We can, however, serve the Creator, while serving His creation – by keeping the Creator first and foremost. By this I mean that God is love, and by serving God, we reflect His love upon all of His creation. This does not necessarily mean service, but acts of love. [Thus, maybe – the word “service” itself is a misnomer when it comes to serving the people.]
All this being said, we will not be able to put God first, if we are carrying other treasures in our hearts – and these can be not only good, but also very great and awesome treasures – such as family, friends, ideals, etc. If we are carrying any treasure other than God, without God – we are not surrendering. We are reciting the Sursum Corda in vain.
But – when we carry God in our hearts, minds, intellect – in our very soul; When unconditionally surrender to Him; When we make Him our ultimate treasure, all of our other treasures (family, friends, ideals, etc.) will be carried in Him. Thus, by making God our treasure – (as bad as it maybe to say this in this context) we are killing two birds with one stone.
I pray that we can truly lift up our hearts unto the Lord. I pray that our hearts will be with the Lord, because our hearts are where our treasures are.
He was led by the Spirit into the Wilderness
Why did He go out into the wilderness? Why away from civilization? He was taken by the Spirit. For what? To be tempted?
No, He was not led into the wilderness to be tempted. The devil shows up wherever he can to tempt. This shows that the devil will show up to tempt those are led by the Spirit — those who are called to be Holy, even as they are being led by the Spirit.

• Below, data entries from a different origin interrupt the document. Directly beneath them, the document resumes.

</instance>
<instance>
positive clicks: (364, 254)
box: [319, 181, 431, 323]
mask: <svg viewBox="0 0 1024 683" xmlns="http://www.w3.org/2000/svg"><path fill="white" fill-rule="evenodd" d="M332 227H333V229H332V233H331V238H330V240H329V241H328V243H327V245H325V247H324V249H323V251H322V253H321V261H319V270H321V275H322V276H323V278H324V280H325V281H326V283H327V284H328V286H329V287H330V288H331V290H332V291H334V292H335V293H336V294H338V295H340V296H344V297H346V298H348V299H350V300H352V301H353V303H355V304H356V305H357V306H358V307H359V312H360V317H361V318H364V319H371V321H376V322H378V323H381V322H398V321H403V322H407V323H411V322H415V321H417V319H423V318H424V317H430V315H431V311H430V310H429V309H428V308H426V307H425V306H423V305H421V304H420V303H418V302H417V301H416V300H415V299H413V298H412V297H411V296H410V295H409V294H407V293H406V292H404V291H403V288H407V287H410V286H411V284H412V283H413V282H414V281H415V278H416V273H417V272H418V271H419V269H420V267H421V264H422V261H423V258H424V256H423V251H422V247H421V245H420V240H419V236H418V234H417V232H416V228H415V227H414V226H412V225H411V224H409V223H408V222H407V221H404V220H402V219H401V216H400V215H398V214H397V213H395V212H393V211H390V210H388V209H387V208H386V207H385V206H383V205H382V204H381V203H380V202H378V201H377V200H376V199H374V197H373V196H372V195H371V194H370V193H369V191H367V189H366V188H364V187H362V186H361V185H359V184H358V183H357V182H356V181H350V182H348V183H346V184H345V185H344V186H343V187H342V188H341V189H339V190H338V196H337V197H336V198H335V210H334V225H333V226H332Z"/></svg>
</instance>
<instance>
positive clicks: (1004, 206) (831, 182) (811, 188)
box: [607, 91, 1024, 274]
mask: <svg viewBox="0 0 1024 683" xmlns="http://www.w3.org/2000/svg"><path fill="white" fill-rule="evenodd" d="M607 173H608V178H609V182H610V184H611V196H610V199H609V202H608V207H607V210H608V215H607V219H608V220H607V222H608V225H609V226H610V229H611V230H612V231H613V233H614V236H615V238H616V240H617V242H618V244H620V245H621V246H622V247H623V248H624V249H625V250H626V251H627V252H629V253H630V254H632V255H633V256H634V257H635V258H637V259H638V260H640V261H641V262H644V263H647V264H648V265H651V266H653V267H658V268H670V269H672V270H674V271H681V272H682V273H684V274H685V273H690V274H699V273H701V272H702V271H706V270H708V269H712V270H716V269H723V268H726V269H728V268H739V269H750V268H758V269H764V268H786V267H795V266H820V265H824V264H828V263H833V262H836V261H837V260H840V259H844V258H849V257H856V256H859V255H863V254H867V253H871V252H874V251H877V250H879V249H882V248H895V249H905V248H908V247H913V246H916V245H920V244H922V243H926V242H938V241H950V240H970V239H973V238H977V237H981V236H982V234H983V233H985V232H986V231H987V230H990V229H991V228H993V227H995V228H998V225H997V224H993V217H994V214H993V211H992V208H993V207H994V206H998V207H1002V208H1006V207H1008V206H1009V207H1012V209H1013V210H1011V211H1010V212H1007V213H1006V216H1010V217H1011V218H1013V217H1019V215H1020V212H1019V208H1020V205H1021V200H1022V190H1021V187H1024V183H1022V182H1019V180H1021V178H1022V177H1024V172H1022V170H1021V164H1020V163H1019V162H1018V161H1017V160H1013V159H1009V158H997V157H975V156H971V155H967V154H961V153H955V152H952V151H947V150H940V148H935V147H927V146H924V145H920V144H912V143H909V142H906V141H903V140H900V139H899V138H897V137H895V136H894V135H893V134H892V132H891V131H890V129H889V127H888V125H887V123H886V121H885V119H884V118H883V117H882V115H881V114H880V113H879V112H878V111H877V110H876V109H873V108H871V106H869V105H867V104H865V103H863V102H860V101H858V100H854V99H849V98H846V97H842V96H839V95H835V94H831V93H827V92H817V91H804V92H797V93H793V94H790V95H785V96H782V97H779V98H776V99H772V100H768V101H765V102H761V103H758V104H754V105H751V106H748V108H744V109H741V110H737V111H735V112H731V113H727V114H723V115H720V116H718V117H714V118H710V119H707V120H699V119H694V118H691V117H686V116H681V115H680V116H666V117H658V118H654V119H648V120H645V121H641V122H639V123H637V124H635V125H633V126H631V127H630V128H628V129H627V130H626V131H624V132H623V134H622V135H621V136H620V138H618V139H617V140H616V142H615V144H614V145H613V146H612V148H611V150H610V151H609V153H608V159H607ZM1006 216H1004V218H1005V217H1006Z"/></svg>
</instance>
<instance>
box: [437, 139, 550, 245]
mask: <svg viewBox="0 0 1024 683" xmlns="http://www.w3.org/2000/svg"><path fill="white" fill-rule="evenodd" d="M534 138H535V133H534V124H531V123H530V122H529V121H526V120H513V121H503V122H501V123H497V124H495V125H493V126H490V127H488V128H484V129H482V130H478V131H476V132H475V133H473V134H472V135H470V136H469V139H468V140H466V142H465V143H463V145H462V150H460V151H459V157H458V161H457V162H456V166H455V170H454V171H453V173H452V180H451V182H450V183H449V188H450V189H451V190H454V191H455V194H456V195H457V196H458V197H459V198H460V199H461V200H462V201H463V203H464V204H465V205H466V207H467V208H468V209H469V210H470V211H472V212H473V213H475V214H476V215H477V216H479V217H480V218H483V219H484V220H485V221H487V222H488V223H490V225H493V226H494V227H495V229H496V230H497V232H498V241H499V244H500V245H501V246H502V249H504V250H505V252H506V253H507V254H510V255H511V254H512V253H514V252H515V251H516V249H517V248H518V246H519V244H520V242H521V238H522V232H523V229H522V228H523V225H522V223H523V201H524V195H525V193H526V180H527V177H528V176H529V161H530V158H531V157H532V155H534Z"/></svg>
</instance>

In Verse 13 we read, “Now when the devil had ended every temptation, he departed from Him until an OPPORTUNE time.” This means, the devil showed up in the wilderness to tempt Christ, in every way he could, just to see what he was able to do and get away with as much as he could. When the devil saw that he wasn’t making progress on the Son of God, he decided to leave for now — but to come back … at an opportune time!! This means, the devil — not only tempts those who are led by the Spirit and called to Holiness, but when the one who is led by the Spirit and called to Holiness does not fall, the devil leaves — only to come back at an opportune time.
But, why did Christ go into the wilderness?
In verse 14, we read “Then Jesus returned in the power of the Spirit into Galilee, and the news of Him went out through all the surrounding region. He taught in their synagogues, being glorified by all.” Thus, we learn — Christ went into the wilderness, not to be tempted but because He was called — called to be great. He started his mission by entering the wilderness.
God may be calling us into the wilderness — into uncertainty. Why? To get jumped in the hood or the jungle? No — rather to get enlightened. When we are open hearted to the Spirit, it will lead us into the wilderness, but it will also return us to where we come from in Its (the Spirit’s) power, in order that we may be used by the Spirit to lead others.